Presumed Guilty
“Some journalists were too quick to embrace stereotypes and a narrative in their search to find someone who could be culpable of this,” Clay Calvert, professor of law and Brechner Eminent Scholar Emeritus at University of Florida, tells A&E Crime + Investigation. “So they embraced the narrative of a wannabe hero, a man who lived with his mom at home, kind of a country bumpkin stereotype. He fit this preconceived narrative of somebody who would engage in this. They derided him as the Unabubba, like the Unabomber.”
Calvert notes that some journalists were quick to twist those stereotypes into a compelling narrative, when the reality was that Jewell took his job very seriously and respected law enforcement. He simply proved to be an easy target.
Jewell was hounded by the media every time he left his apartment. He wasn’t media trained, so he told reporters what he witnessed. “He might say, ‘I saw the knapsack. I went over, I cleared people out, told them to get away.’ It was doing interviews with the media that transformed him into a public figure,” Calvert, co-author of the law journal article Journalism, Libel Law and a Reputation Tarnished: A Dialogue with Richard Jewell and His Attorney L. Lin Wood, says. “He went from hero to villain in many people's minds, when in fact he was the hero. He spotted the knapsack and he saved lives in doing that.”
While the internet was still in its infancy in 1996, live broadcasts and mass media circulated the Olympic bombing story and information on the prime suspect almost instantly.
“It really was a viral moment before the internet, because in a way, he was doxed,” says Alexander, the former Federal prosecutor who wrote the October 26, 1996, official clearance letter for Jewell. “You had literally 100-plus media folks outside his apartment. His address was out there, his identity, his mother's identity, and they couldn't move. [Today] people get doxed before there's even a charge filed or an arrest warrant issue. And in Richard Jewell's case, there was never an arrest warrant. He was never placed under arrest, yet the vast majority of people assumed he was guilty.”
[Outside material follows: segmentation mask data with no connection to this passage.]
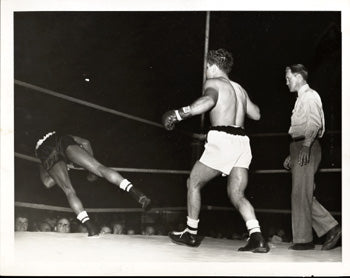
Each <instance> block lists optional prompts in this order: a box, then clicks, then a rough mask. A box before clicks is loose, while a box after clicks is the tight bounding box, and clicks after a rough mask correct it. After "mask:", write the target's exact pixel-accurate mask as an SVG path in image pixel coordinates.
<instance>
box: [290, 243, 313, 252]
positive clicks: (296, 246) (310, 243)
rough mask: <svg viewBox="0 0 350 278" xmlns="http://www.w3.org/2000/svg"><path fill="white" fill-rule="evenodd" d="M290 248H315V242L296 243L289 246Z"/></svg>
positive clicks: (293, 249)
mask: <svg viewBox="0 0 350 278" xmlns="http://www.w3.org/2000/svg"><path fill="white" fill-rule="evenodd" d="M288 249H289V250H297V251H304V250H313V249H315V244H313V243H312V242H306V243H295V244H293V245H292V246H289V247H288Z"/></svg>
The letter announced that, after 88 days, Jewell was no longer a suspect in the bombing. In February 1998, Eric Robert Rudolph was named as a suspect in the case. He was indicted in late 2000 and eventually taken into custody on May 31, 2003.
The Fallout
“When he sued for defamation, the fact that he had volunteered to speak to the media transformed him into a public figure in the court's mind, which makes it harder to win a defamation lawsuit,” Calvert says. “If he'd have been a private figure, if he'd never come forward and spoken, he would have had a much easier time, because private figures typically only have to prove negligence to win a lawsuit for defamation. But public figures have to prove actual malice that the defendant—the media, in this case—knew the statements were false or acted with reckless disregard for whether they were true or false. And actual malice is a much harder standard to prove.”
Following his exoneration, Jewell continued working in law enforcement, married and tried to live a quiet life. In 2006, when Calvert was a professor at Penn State, he invited Jewell to speak on to topic of media ethics and reputational harm, and Jewell accepted.
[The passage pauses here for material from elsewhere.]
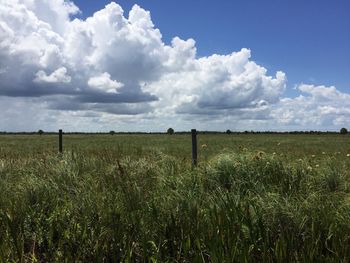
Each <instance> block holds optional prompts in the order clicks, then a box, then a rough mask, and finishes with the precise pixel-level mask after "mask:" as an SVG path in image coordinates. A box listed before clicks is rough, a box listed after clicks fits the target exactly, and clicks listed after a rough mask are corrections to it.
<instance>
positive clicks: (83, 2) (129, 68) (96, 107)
mask: <svg viewBox="0 0 350 263" xmlns="http://www.w3.org/2000/svg"><path fill="white" fill-rule="evenodd" d="M349 28H350V2H349V1H346V0H337V1H329V0H318V1H316V0H310V1H302V0H295V1H287V0H280V1H277V0H266V1H258V0H250V1H243V0H238V1H231V0H230V1H229V0H222V1H206V0H202V1H185V0H178V1H151V0H148V1H146V0H143V1H134V0H122V1H117V2H110V1H105V0H101V1H83V0H75V1H64V0H0V110H1V112H2V113H1V115H0V131H33V130H38V129H43V130H47V131H55V130H58V129H64V130H66V131H109V130H115V131H146V132H149V131H165V130H166V129H167V128H169V127H173V128H174V129H175V131H176V130H189V129H191V128H197V129H199V130H219V131H224V130H226V129H231V130H237V131H243V130H275V131H286V130H332V131H335V130H339V129H340V128H341V127H348V128H350V127H349V126H350V74H349V72H350V49H349V47H350V30H349Z"/></svg>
“He was just a nice, humble man who never sought out fame and whose life was turned upside down by the news media, all because he understood something was very dangerous and cleared people out,” Calvert says. “It’s a very sad irony that he was basically punished for saving lives. It’s so tragic that someone doing something good, saving people, gets dragged like that through the media.”
Fewer than 90 days of media scrutiny forever changed Jewell’s life. Today, more people associate Jewell’s name with the Olympic Park bombing than that of the actual bomber, Rudolph.
In 2005, Rudolph pled guilty to four bombings—three in Atlanta and one in Birmingham, Ala.—and received four life sentences with no chance of parole.
Jewell died of heart disease in 2007 at age 44. His Olympics experience inspired the 2019 film Richard Jewell directed by Clint Eastwood and starring Paul Walter Hauser as Jewell.
To journalists eager to scoop their competition, Calvert advises taking time to get the facts right: “Nobody remembers ultimately who got it first, but they'll remember who got it wrong.”